When NPS participants retire, they are required to invest 40% of their maturity corpus in an annuity that provides a lifetime pension. For many investors, this is the deciding factor that keeps some retail investors away from the NPS. That’s because annuity rates are low, and most individuals believe they can make higher returns by investing their money elsewhere. Investors are also sceptical about the fees that these annuity managing companies charge to manage your fund. Investors are also cognitively uneasy with the prospect of handing up control of a significant portion of their retirement money. Even those who agree to buy annuities choose for the ‘return of purchase price’ option, which returns the principal to the investor’s legal heirs upon death.

The anticipated launch of variable annuities may change that. The insurance regulator has approved variable annuity products, which will be offered by several annuity providers. These variable annuity plans shall employ complicated investment methods that utilize derivatives to deliver higher returns while mitigating the risk of investing in stocks. To begin with, variable annuity products are expected to focus on basic alternatives with equity-linked returns.
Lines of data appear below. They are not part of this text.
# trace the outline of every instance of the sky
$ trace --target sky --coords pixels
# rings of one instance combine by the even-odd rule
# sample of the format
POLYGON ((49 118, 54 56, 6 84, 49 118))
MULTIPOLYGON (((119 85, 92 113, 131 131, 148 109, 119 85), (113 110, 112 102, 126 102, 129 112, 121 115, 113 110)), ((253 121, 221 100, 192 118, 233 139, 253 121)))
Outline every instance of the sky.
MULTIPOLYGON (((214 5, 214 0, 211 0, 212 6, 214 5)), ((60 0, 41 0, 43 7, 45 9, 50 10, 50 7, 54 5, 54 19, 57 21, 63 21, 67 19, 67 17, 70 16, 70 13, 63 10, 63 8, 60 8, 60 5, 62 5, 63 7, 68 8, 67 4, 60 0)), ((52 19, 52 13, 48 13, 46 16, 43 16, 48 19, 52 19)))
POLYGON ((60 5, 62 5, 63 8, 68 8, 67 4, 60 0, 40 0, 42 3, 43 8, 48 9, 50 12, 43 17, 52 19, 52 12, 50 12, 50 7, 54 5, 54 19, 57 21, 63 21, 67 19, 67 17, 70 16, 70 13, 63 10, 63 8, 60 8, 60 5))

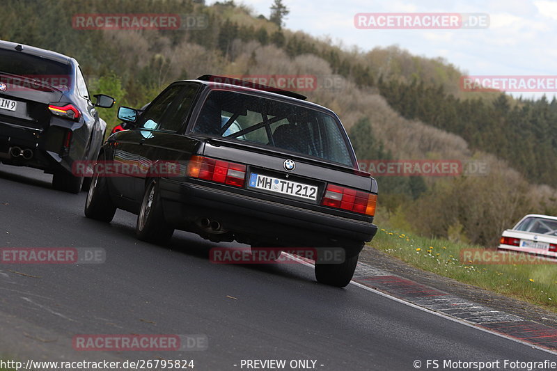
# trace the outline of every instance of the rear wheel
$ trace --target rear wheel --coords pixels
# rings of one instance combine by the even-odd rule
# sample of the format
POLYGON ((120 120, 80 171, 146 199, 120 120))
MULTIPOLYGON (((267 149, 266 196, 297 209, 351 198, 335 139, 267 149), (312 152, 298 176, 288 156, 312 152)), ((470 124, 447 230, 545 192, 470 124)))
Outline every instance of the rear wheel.
POLYGON ((78 194, 81 190, 83 177, 74 177, 68 173, 54 173, 52 177, 52 188, 70 194, 78 194))
POLYGON ((166 244, 174 233, 174 228, 166 224, 159 196, 159 184, 153 180, 149 182, 137 216, 135 234, 141 241, 157 244, 166 244))
POLYGON ((91 186, 85 201, 85 216, 92 219, 109 223, 114 217, 116 207, 112 203, 109 194, 107 178, 93 174, 91 186))
POLYGON ((344 287, 350 283, 358 264, 358 256, 347 258, 342 263, 315 264, 315 278, 317 282, 344 287))

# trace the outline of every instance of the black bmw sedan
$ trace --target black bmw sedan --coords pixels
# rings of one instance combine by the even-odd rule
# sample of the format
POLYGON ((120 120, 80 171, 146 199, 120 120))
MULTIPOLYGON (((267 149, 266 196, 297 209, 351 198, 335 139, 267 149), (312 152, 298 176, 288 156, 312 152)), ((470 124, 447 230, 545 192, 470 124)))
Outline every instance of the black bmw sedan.
POLYGON ((107 123, 96 107, 114 104, 95 97, 73 58, 0 41, 0 161, 52 173, 58 190, 86 189, 91 178, 72 174, 72 165, 97 158, 107 123))
POLYGON ((220 79, 173 83, 141 113, 120 107, 135 127, 101 149, 86 215, 127 210, 138 237, 159 244, 179 229, 252 251, 342 248, 315 276, 345 286, 377 232, 377 186, 338 118, 297 93, 220 79))

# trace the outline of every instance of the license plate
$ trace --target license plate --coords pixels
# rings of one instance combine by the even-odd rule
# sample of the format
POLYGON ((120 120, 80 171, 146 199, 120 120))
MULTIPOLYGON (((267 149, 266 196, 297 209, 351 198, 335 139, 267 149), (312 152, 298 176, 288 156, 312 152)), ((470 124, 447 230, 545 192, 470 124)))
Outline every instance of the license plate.
POLYGON ((318 188, 315 186, 262 175, 255 173, 252 173, 249 177, 249 187, 313 201, 317 199, 318 188))
POLYGON ((538 242, 522 239, 520 241, 521 247, 529 247, 530 248, 539 248, 540 250, 549 250, 549 244, 547 242, 538 242))
POLYGON ((8 111, 15 111, 17 106, 17 102, 15 100, 0 98, 0 109, 7 109, 8 111))

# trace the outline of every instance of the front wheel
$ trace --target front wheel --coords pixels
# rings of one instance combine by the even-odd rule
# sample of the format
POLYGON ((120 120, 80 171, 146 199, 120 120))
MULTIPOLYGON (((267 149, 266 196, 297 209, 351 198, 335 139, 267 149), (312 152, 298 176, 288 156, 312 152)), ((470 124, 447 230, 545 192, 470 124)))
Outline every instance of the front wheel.
POLYGON ((347 258, 342 263, 319 264, 315 263, 315 278, 317 282, 344 287, 350 283, 358 264, 358 256, 347 258))
POLYGON ((85 216, 92 219, 110 223, 116 212, 109 194, 107 178, 93 174, 91 185, 85 201, 85 216))
POLYGON ((153 180, 149 182, 137 216, 135 234, 141 241, 157 244, 167 243, 174 228, 166 224, 159 196, 159 184, 153 180))

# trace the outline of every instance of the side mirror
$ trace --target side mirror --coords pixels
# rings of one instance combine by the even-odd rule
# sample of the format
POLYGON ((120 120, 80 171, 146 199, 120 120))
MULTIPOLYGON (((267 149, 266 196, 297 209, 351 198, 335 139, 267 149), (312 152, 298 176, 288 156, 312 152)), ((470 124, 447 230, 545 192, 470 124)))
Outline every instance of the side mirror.
POLYGON ((136 109, 130 107, 120 106, 118 109, 118 118, 126 123, 135 123, 137 120, 138 112, 136 109))
POLYGON ((104 94, 95 94, 93 97, 97 98, 95 107, 111 108, 116 102, 116 100, 104 94))

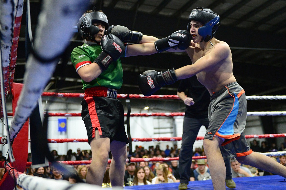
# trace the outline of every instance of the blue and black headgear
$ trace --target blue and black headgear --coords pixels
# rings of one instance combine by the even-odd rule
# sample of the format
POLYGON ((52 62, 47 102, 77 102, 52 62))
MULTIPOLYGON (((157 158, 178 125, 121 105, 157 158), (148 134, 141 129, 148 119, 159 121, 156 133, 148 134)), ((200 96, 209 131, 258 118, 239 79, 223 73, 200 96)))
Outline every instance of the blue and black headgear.
POLYGON ((99 30, 92 24, 97 22, 103 24, 106 29, 109 26, 106 15, 103 13, 95 11, 84 14, 78 23, 78 31, 80 36, 83 38, 96 42, 94 35, 98 33, 99 30))
POLYGON ((189 16, 188 30, 190 31, 191 21, 202 23, 204 26, 198 29, 198 34, 202 37, 201 41, 206 42, 214 37, 219 26, 219 16, 209 9, 197 7, 192 11, 189 16), (202 10, 200 10, 202 9, 202 10))

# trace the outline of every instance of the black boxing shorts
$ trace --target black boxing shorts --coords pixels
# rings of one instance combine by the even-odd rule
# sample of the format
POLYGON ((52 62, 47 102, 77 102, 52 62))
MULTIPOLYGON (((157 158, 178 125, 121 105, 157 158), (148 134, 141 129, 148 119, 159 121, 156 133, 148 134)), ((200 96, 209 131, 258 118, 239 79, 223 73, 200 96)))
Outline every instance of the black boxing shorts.
MULTIPOLYGON (((102 91, 99 91, 100 93, 98 94, 102 95, 102 91)), ((121 102, 115 97, 89 96, 86 94, 84 99, 81 102, 82 118, 86 128, 88 143, 90 144, 95 137, 96 130, 98 130, 100 135, 110 138, 111 141, 116 140, 129 143, 124 126, 124 111, 121 102)), ((90 93, 96 96, 97 94, 90 93)))
POLYGON ((210 97, 208 116, 210 124, 204 136, 225 139, 221 148, 224 158, 251 153, 243 131, 247 113, 244 90, 236 82, 225 86, 210 97))

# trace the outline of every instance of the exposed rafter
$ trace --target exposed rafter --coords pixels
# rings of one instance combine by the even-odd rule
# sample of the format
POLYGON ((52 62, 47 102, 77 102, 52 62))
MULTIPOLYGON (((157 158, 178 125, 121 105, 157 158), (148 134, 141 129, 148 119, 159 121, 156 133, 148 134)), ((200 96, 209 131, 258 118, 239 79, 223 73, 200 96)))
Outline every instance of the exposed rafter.
POLYGON ((135 3, 129 10, 130 11, 135 11, 136 9, 140 7, 144 1, 145 0, 138 0, 137 3, 135 3))
POLYGON ((109 3, 108 7, 109 8, 114 8, 119 0, 112 0, 111 2, 109 3))
POLYGON ((238 9, 249 2, 249 0, 242 0, 240 2, 237 3, 232 7, 228 9, 224 13, 220 15, 221 18, 225 18, 230 15, 238 9))
POLYGON ((193 5, 196 1, 194 1, 194 0, 189 1, 183 5, 180 9, 173 14, 172 17, 179 17, 182 13, 186 11, 187 9, 189 8, 189 7, 193 5))
POLYGON ((277 1, 277 0, 267 1, 264 3, 251 11, 250 13, 245 14, 237 19, 237 20, 234 22, 233 25, 237 26, 244 21, 247 21, 249 18, 254 16, 256 13, 261 12, 262 10, 277 1))
POLYGON ((164 0, 151 12, 151 14, 155 15, 158 14, 171 1, 171 0, 164 0))

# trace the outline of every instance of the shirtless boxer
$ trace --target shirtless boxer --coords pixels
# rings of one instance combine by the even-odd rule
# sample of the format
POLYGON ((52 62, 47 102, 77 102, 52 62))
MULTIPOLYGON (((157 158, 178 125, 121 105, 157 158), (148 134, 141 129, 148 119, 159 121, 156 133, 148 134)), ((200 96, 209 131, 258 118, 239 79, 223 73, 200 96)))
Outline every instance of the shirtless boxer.
MULTIPOLYGON (((138 79, 141 92, 149 96, 166 84, 195 74, 206 88, 211 96, 208 113, 210 124, 203 145, 215 190, 225 189, 224 158, 235 157, 241 163, 286 178, 286 167, 267 156, 253 152, 247 144, 243 132, 247 111, 244 91, 233 74, 229 46, 214 37, 219 16, 210 9, 197 7, 192 11, 189 20, 188 29, 192 41, 185 51, 193 64, 165 72, 144 72, 138 79)), ((171 48, 172 51, 182 51, 175 49, 176 46, 164 46, 160 40, 155 43, 158 51, 171 48)))

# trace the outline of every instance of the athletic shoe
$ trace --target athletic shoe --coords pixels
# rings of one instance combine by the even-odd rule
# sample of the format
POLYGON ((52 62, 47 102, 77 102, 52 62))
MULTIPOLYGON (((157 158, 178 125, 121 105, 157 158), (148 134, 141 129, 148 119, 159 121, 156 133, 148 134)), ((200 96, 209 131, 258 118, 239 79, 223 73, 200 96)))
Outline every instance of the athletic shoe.
POLYGON ((184 183, 180 183, 179 185, 179 190, 185 190, 188 189, 188 184, 184 183))
POLYGON ((225 184, 229 188, 233 189, 235 188, 236 187, 235 182, 232 179, 226 179, 225 184))

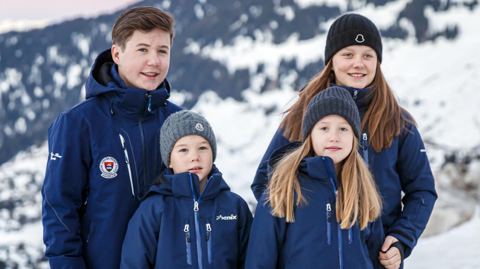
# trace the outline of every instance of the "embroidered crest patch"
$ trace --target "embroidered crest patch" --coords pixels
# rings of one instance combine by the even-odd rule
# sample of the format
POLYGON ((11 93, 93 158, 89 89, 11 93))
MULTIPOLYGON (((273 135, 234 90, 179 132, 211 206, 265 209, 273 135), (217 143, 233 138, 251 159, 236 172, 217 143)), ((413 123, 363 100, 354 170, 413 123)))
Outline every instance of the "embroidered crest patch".
POLYGON ((105 157, 100 162, 100 170, 101 176, 106 179, 111 179, 117 176, 119 164, 113 157, 105 157))

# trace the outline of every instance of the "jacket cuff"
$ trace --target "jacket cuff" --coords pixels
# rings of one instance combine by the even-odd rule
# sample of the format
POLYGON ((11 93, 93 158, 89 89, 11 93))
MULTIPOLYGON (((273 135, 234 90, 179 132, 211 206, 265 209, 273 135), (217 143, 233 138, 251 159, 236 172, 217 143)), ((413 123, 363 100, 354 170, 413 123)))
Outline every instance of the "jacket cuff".
MULTIPOLYGON (((402 243, 401 241, 397 241, 390 245, 390 248, 392 247, 396 247, 398 249, 398 251, 400 251, 400 257, 402 259, 402 262, 400 265, 400 267, 401 268, 402 265, 403 264, 405 248, 407 247, 405 245, 405 244, 402 243)), ((390 249, 390 248, 389 248, 389 249, 390 249)))

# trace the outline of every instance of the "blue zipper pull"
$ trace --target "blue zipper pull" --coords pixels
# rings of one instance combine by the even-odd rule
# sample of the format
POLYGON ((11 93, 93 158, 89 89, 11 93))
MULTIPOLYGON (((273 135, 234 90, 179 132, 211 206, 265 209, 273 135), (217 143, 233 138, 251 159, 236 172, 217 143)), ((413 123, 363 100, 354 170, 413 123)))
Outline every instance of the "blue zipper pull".
POLYGON ((152 111, 152 95, 150 92, 147 95, 147 99, 148 99, 148 112, 152 111))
These returns can be benchmarked against a variety of indexes, including the Nifty and Sensex, as well as individual equity funds provided by insurers. With these variable annuity schemes, 60-80% of the purchase price will be employed in fixed income instruments, with an assured minimum payout. The remaining 20-40% of the fund would be invested in stocks and equity-linked products to generate better returns. Hence customers shall have the option of allocating a certain amount of their investments in equity as well.

The regulator has requested that insurers specifically indicate the fluctuation in annuity payouts in respect to the benchmark in their filing forms. They are also expected to give representations of annuity rate variations and related risks to assist clients in making an educated decision.

Yet, variable annuities that invest in equity are a two-edged sword. If equities markets do not perform well, the anticipated large return may not materialize. The retiree’s pension will be lower than what a fixed annuity currently provides. So, investors should exercise caution while selecting these variable annuity plans, bearing in mind their risk appetite, as most of the beneficiaries will be in their golden years, and their risk-taking capacity will undoubtedly be quite low at that age.